Never a dull moment here in Washington DC. OSHA has announced that it will have a COVID-19 standard covering health care workers out in 6-9 months and pulls the plug on the vax-or-test standard.
Mirage? OSHA Announces Fast Permanent Healthcare Worker Standard
OSHA leaders Doug Parker and Jim Frederick committed last week to issuing a permanent OSHA standard to protect health care workers from COVID-19 within 6 to 9 months. That promise was included in OSHA’s response to a lawsuit filed by labor unions after the agency withdrew its Emergency Temporary Standard covering health care workers. The union lawsuit argued that the Occupational Safety and Health Act requires OSHA requires OSHA to leave an ETS in effect until a final rule is issued and that the final rule must be issued within 6 months. OSHA had withdrawn the healthcare worker standard arguing that it could not meet the 6 month deadline envisioned by the law, although most observers do not take that 6-month as a hard deadline, but rather a goal — an impossible goal. The unions asked the court to order OSHA to issue a permanent standard in 30 days.
OSHA argued in the brief that the law gives the agency discretion to set its regulatory agenda and that OSHA had chosen, first to cover health care workers, and then to issue the vaccine-or-test rule recently rejected by the Supreme Court. The agency then went into great detail about the various laws and Executive Orders that make OSHA’s regulatory process glacially slow, but nevertheless committed to issuing a permanent standard in less than a year.
OSHA also seemed unsure about its decision to withdraw the healthcare ETS. Noting that the Section 6(c)(2) of the OSHAct states that an ETS “shall be effective until superseded” by a permanent standard, OSHA threw itself on the mercy of the court:
No court has considered whether an ETS remains in effect and enforceable when the Secretary is unable to finalize a permanent standard in a timeframe approaching the one contemplated by the OSH Act due to competing priorities, as OSHA had previously determined is the case here. OSHA now expects to finalize a Healthcare Standard much sooner than anticipated given the Agency’s re-prioritizing of resources subsequent to the Supreme Court’s decision in NFIB. Should the Court determine that the ETS remains in effect until superseded by a final standard, the Court should recognize that a final standard is estimated to take six to nine months, not the thirty days requested by the Unions. (emphasis added)

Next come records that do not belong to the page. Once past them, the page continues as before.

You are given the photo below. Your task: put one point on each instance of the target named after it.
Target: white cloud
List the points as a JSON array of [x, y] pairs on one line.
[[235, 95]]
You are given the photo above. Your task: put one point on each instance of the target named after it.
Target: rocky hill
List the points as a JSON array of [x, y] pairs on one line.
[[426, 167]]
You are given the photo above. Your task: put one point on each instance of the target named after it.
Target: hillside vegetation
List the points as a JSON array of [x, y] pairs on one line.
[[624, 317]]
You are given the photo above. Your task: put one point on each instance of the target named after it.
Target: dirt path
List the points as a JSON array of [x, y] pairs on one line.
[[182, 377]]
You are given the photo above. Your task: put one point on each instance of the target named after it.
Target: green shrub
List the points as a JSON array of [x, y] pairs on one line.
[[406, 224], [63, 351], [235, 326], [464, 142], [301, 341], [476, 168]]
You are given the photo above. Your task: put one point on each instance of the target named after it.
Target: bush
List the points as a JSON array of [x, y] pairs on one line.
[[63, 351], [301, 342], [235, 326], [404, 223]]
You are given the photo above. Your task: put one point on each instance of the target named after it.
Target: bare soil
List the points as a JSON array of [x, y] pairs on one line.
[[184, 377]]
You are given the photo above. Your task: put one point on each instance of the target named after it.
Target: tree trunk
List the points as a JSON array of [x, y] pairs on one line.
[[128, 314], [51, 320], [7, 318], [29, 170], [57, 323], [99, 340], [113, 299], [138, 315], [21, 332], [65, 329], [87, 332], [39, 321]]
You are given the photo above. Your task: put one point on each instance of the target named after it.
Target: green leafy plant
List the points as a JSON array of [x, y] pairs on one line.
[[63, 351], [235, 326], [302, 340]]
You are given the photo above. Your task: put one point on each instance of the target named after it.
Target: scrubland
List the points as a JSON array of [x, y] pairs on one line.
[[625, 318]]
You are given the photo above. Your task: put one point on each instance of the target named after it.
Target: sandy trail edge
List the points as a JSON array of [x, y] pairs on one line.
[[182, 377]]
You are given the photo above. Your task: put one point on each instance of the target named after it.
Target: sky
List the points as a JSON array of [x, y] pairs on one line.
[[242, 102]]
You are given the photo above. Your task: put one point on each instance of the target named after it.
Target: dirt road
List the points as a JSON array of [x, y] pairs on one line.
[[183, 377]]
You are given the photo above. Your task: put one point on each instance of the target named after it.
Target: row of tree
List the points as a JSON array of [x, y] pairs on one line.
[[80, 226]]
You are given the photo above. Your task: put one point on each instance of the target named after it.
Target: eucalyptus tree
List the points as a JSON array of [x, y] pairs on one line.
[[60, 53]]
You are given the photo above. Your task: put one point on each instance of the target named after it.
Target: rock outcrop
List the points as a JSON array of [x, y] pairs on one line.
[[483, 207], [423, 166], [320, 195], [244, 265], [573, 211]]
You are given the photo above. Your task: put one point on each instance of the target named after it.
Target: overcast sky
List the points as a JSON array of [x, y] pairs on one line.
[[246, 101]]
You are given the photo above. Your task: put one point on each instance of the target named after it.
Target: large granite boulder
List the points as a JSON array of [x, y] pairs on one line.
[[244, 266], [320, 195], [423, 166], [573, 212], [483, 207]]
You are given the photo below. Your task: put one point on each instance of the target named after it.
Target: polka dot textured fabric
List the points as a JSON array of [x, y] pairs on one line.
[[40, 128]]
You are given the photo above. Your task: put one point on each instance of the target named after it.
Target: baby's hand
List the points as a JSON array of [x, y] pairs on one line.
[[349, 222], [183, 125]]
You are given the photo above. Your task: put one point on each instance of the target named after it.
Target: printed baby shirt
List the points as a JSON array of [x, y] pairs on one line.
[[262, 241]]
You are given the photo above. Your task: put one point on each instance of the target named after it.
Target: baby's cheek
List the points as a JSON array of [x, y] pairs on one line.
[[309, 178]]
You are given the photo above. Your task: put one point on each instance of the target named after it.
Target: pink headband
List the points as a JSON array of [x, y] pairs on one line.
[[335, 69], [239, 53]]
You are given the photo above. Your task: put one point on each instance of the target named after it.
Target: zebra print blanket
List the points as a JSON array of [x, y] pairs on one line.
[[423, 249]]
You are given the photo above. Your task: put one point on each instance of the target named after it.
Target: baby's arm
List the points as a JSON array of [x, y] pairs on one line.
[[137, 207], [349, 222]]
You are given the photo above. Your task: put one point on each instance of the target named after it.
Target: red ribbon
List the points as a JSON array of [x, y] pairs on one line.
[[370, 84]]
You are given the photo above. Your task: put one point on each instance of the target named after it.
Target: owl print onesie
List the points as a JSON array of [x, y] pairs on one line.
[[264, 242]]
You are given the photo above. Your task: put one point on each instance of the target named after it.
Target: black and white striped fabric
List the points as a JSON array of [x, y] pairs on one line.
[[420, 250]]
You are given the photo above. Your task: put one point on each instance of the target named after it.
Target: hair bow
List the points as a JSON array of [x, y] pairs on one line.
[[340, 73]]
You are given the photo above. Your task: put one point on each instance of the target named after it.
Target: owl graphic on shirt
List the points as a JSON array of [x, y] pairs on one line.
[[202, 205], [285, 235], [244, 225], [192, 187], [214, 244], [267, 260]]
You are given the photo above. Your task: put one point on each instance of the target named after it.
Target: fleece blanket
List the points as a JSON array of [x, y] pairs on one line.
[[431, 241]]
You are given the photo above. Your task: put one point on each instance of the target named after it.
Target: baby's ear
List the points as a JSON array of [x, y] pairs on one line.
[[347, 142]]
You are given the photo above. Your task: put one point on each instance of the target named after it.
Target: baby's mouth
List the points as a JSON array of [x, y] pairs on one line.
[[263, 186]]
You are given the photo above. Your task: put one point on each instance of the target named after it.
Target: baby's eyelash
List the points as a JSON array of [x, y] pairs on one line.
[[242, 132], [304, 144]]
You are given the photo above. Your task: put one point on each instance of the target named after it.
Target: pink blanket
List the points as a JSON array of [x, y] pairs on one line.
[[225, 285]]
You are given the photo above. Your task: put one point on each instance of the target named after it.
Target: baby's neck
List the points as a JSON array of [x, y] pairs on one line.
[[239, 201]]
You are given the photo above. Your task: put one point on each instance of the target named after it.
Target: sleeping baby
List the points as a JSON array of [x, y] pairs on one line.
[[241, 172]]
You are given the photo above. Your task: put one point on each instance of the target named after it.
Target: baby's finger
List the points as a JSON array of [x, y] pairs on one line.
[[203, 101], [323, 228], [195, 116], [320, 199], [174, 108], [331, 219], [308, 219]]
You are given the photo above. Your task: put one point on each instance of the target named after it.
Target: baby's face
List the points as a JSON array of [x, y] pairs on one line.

Personally, I’m extremely skeptical about that six to nine month schedule. Although the withdrawn ETS serves as the official proposal for the final standard, OSHA would still have to conduct hearings. OSHA hearings can go on for weeks, depending on how many people want to testify, and are normally preceded by a month long pre-hearing comment period, as well as a lengthy post hearing comment period. Then OSHA has to review all comments and incorporate those them into the final standard. Finally, the final standard faces White House review which can often take months. The Government Accountability Project found in 2012 that the average time from a proposal to a final rule was thirty-nine months. If OSHA can figure out a way to significantly reduce that time period, I’m fully supportive — and hope they will then be able to apply those accelerated procedures to all future OSHA standards.
Dead Standard Walking: OSHA Withdraws Vax-or-Test Emergency Rule
OSHA has decided to cut its losses after the recent Supreme Court rebuff and withdrew its November 5 emergency temporary standard that required all employers to ensure their workers were tested and masked unless they were vaccinated. Although the Supreme Court decision was technically about whether or not to temporarily block the standard and not about the merits of rule, the writing is clearly on the wall that should the 6th Circuit again uphold the rule, the inevitable Supreme Court appeal would again fail. With the withdrawal of the vax-or-test ETS and OSHA’s withdrawal of the health care worker ETS, workers are left with no legal protection from COVID-19 aside from the burdensome General Duty Clause, and the Center for Medicare and Medicaid vaccine mandate that covers most health care workers.